Der Pfälzerwald-Verein Roschbach führte vom 04. August - 06. August 2017 seine diesjährige Bergwanderung ins Tannheimer Tal durch. Vom Parkplatz in Nesselwängle ging es für die 8  Bergwanderer zur Unterkunft ins Gimpelhaus. Am ersten Tag wurde nach der Ankunft auf dem  Gimpelhaus (1.659 m) noch der Gipfel des Berges  Gimpel (2.173 m) erwandert bzw. erklettert. Am zweiten Tag startete die Truppe zu einer 8 stündigen Rundwanderung bei der 18 km und  1.020 m Auf-und Abwärts bewältigt werden mussten. Die Bergwanderer wurden nach einigen anstrengenden Steigungen und Kletterpassagen mit einer  wunderbaren Aussicht auf dem Gipfel der Roten Flüh (2.108 m) belohnt.

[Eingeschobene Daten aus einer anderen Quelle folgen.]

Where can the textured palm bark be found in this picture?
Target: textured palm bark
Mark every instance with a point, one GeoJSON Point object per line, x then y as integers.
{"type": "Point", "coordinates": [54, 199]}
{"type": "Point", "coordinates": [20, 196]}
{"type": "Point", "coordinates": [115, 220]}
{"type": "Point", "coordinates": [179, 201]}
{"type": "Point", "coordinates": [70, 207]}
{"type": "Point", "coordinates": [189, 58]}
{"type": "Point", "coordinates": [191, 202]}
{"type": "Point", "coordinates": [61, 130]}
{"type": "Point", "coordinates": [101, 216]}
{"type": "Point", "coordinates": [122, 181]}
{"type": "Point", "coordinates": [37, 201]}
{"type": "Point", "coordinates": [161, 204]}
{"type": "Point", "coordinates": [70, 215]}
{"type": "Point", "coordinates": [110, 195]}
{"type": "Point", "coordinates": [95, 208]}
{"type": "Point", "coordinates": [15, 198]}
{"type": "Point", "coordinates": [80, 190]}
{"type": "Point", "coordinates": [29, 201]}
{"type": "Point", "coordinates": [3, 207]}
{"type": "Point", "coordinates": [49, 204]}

Am Sonntag musste die Truppe nach unendlich vielen neuen Erfahrungen, Eindrücken und persönlichen Höchstleistungen die Fahrt nach Hause antreten. Glücklich und berauscht von den Alpen, in Roschbach angekommen ging die Gemeinschaft der Acht wieder auseinander um die vielen Eindrücke auf sich wirken zu lassen.

 

 

Bergtour zum Heilbronner Höhenweg

 

Vom Freitag 26.08 bis Sonntag 28.08.2016 ging es mal wieder in die Allgäuer Alpen. Dieses Mal wurde der Heilbronner Weg gelaufen. Beginn der Tour war Birgsau bei Obersdorf. Am 1. Tag wanderten 6 Bergwanderer bei  sehr heißem Wetter zur Rappenseehütte, der ersten Übernachtungshütte. Am nächsten Tag ging es dann bei idealen Wetterbedingungen auf den Heilbronner Höhenweg. Bei dieser hochalpinen Gratwanderung wurden 3 Gipfelkreuze erwandert: Hohes Licht (2.652m), Bockkarkopf (2.608m) und die Mädelegabel (2.645m).

 

Völlig erschöpft und überglücklich über das Erreichte, wurde am Ende die Kemptner Hütte erreicht. Am nächsten Tag ging es dann wieder bei bestem Wetter ins Tal. Alle Teilnehmer freuen sich wieder auf die Bergtouren in 2017.

Bergtouren Vorjahre

Der PWV Roschbach geht in die Höhe

 

Vom 31.7.2015 bis zum 02.08.2015 ging es mit dem PWV Roschbach nach Berchtesgaden. Vom Königsee aus startete die Tour bei wunderbarem Wanderwetter zunächst zur Watzmannhütte auf 1.930 m, wo die erste Übernachtung erfolgte. Mit herrlichem Blick auf das Watzmannmassiv konnte der Abend abgerundet werden. Am nächsten Morgen startete  eine Gruppe um 6:30 Uhr, um den Watzmann, das zweithöchste Bergmassiv Deutschlands mit seinen 3 Gipfeln Hocheck 2.615 m, Mittelspitze 2.713 m und Südspitze 2.712 m zu übersteigen. Auf allen 3 Gipfeln hatten die Wanderer tolle Aussichten bei sonnigem Wetter. Die andere Gruppe umrundete den Watzmann und ging zunächst in das Wimbachtal, um am Ende bei der zweiten Hütte, der Wimbachgrieshütte, den Tag ausklingen zu lassen. Leider begann es dann in der Nacht zu regnen, der auch am nächsten Tag nicht aufhörte. Daher konnte der geplante Gang nach St. Bartholomä und die Fahrt zurück mit dem Boot über den Königsee nicht durchgeführt werden, sondern es erfolge der Abstieg direkt ins Tal bei weniger schönem Wetter. Alles in allem aber war auch diese Tour wieder ein absolutes Erlebnis mit tollen Eindrücken, Erinnerungen und Gipfelbildern.

 

Vom 03. - 05.07.2015 fand die erste Bergtour des PWV Roschbach in den Allgäuer Alpen statt. Ausgangspunkt der Wanderung war Hinterstein bei Oberstdorf. Von dort ging es bei schönem, aber sehr heißem Wetter auf die Willersalp, einer urigen Berghütte, die schon im Jahr 1500 in den Geschichtsbüchern Erwähnung findet. Die Hütte wird auch heute noch mit Tragpferden versorgt und produziert eigenen Bergkäse, Butter und Milch, die wir verkosteten. Am nächsten Tag erwanderte die Gruppe den 18km langen Jubliäumsweg. Dieser wunderbare Höhenwanderweg auf 2.000m Höhe verlangte allen Teilnehmern bei 9 Stunden Gehzeit und 35 Grad alles ab. Umso besser schmeckte das erste heiß ersehnte kühle Bier auf dem Prinz-Luitpold-Haus, dem 2 Übernachtungsquartier. Belohnt wurden die Wanderer zudem mit einmalig klaren Sichtverhältnissen und tollen stimmungsvollen Sonnenuntergängen Am nächsten Tag ging es dann noch ca. 3 Stunden bis zum Giebelhaus, wo noch zum Abschluss gut gevespert wurde, ehe es mit dem Bus wieder zurück nach Hinterstein ging.